CREATE TABLE IF NOT EXISTS labanalyse (resultaat STRING, deleted BOOLEAN,  analysecodePk INT, Inserttimestamp TIMESTAMP,
specimennr STRING, uitvoeringsts TIMESTAMP
) ROW FORMAT SERDE 'org.apache.hadoop.hive.serde2.OpenCSVSerde'
WITH SERDEPROPERTIES (
   "separatorChar" = ",",
   "quoteChar"     = "\""
) ;
LOAD DATA INPATH '${INPUT}/labresult.csv' OVERWRITE INTO TABLE laborder;

CREATE TABLE IF NOT EXISTS labspecimen (specimennr STRING, ordernr STRING) ROW FORMAT SERDE 'org.apache.hadoop.hive.serde2.OpenCSVSerde'
WITH SERDEPROPERTIES (
   "separatorChar" = ",",
   "quoteChar"     = "\""
) ;
LOAD DATA INPATH '${INPUT}/labspecimen.csv' OVERWRITE INTO TABLE labspecimen;


CREATE TABLE IF NOT EXISTS labanalysecode (pk INT, analysecode STRING, analysecodeversion STRING, view INT, referencevalue STRING, unit STRING) ROW FORMAT SERDE 'org.apache.hadoop.hive.serde2.OpenCSVSerde'
WITH SERDEPROPERTIES (
   "separatorChar" = ",",
   "quoteChar"     = "\""
) ;
LOAD DATA INPATH '${INPUT}/labordercodes.csv' OVERWRITE INTO TABLE labanalysecode;


SELECT * FROM laborder 
INNER JOIN labspecimen ON labspecimen.ordernr = laborder.ordernr
INNER JOIN labanalyse ON labanalyse.specimennr = labspecimen.specimennr
INNER JOIN labanalysecode ON labanalysecode.pk = labanalyse.analysecodepk;

I run this script with the following dataset size:

laborder = 40 MB
labresult = 150 MB
labspecimen = 46 MB

This job runs in about 40 seconds. My expectation is that running this on a setup with 1 master node and 2 core nodes is slower than running it on a 1 master/4 core nodes system. The difference however is minimal. Any clues to what I'm doing wrong? What can I do to make better use of multiple machines?

Solution

It appears that each of your inputs is a single file. This is a very inefficient way to operate Hive because it is designed to process data in parallel.

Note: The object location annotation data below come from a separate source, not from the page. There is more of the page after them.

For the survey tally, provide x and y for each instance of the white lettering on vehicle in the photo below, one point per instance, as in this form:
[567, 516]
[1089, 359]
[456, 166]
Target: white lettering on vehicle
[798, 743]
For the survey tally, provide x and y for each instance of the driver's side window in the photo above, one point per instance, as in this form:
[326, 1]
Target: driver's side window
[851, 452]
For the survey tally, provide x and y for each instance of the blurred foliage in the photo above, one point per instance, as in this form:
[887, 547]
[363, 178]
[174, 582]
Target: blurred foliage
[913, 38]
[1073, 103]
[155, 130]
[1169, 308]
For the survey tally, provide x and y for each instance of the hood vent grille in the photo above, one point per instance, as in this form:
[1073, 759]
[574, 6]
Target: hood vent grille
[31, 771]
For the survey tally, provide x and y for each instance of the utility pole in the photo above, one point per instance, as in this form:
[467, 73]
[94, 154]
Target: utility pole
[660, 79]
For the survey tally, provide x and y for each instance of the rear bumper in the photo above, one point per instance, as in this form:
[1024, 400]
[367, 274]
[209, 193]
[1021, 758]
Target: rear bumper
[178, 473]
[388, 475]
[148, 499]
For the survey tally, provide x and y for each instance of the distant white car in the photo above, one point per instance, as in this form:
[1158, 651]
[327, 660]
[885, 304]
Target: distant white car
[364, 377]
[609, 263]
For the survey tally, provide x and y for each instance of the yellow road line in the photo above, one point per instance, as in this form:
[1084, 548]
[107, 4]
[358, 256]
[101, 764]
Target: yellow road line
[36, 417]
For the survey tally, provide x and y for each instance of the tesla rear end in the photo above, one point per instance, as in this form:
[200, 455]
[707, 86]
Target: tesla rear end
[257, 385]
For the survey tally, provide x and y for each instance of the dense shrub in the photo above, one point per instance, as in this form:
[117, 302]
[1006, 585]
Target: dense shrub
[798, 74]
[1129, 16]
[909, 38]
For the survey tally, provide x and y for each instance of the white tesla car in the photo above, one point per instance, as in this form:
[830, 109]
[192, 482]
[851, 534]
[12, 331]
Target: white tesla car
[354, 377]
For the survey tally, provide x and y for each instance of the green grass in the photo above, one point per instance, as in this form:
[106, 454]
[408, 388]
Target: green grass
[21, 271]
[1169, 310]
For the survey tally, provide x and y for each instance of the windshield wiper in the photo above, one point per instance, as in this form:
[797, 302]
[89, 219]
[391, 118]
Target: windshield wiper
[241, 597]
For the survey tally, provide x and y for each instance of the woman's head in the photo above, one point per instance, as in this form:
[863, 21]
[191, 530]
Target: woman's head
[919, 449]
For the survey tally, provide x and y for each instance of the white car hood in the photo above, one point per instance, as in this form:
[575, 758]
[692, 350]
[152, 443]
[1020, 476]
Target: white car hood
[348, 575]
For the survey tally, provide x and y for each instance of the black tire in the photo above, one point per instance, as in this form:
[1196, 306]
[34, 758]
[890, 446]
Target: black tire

Best-practice is to point it to a directory with many files, at least one file for each node, or better one file for each slice that can run across the cluster.

Also, your input data is very small. Hadoop and Hive is designed to work across GBs and even TBs of data. Something as small as 40 MB is not a good use-case for Hive where the overhead of starting a job can take longer than actually processing the data.

If your data is that small, use a traditional database or even an Excel spreadsheet!